1D-FALCON: Accelerating Deep Convolutional Neural Network Inference by Co-optimization of Models and Underlying Arithmetic Implementation
MetadataShow full item record
Maji, P., & Mullins, R. D. 1D-FALCON: Accelerating Deep Convolutional Neural Network Inference by Co-optimization of Models and Underlying Arithmetic Implementation. https://doi.org/10.17863/CAM.10693
Deep convolutional neural networks (CNNs), which are at the heart of many new emerging applications, achieve remarkable performance in audio and visual recognition tasks, at the expense of high computational complexity, limiting their deployability. In modern CNNs, convolutional layers mostly consume 90% of the processing time during a forward inference and acceleration of these layers are of great research and commercial interest.
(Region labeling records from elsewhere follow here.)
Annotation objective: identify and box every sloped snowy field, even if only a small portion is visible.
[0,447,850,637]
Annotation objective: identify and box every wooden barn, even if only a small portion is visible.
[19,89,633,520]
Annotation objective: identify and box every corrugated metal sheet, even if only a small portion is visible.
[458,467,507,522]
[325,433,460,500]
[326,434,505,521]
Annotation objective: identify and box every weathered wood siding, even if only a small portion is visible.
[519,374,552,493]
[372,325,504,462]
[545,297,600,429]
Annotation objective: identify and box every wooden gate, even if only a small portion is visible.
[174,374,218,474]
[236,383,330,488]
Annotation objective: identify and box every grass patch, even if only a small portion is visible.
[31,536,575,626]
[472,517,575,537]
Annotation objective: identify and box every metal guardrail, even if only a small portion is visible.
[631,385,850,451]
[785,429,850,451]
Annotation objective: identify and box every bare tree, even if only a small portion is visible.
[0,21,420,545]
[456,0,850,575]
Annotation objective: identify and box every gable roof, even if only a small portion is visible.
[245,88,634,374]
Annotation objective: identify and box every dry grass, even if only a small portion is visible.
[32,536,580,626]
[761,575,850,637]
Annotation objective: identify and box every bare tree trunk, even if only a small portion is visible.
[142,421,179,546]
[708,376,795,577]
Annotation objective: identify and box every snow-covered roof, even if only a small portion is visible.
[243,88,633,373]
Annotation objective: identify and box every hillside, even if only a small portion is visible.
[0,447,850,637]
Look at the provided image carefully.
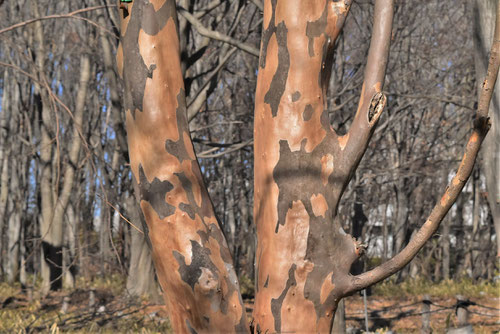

In this paper, we examine the effects of co-optimizing internal structures of convolutional layers and underlying implementation of fundamental convolution operation. We demonstrate that a combination of these methods can have a big impact on the overall speed-up of a CNN, achieving a tenfold increase over baseline. We also introduce a new class of fast 1-D convolutions for CNNs using the Toom-Cook algorithm. We show that our proposed scheme is mathematically well grounded, robust, does not require any time-consuming retraining, and still achieves speedups solely from convolutional layers with no loss in baseline accuracy.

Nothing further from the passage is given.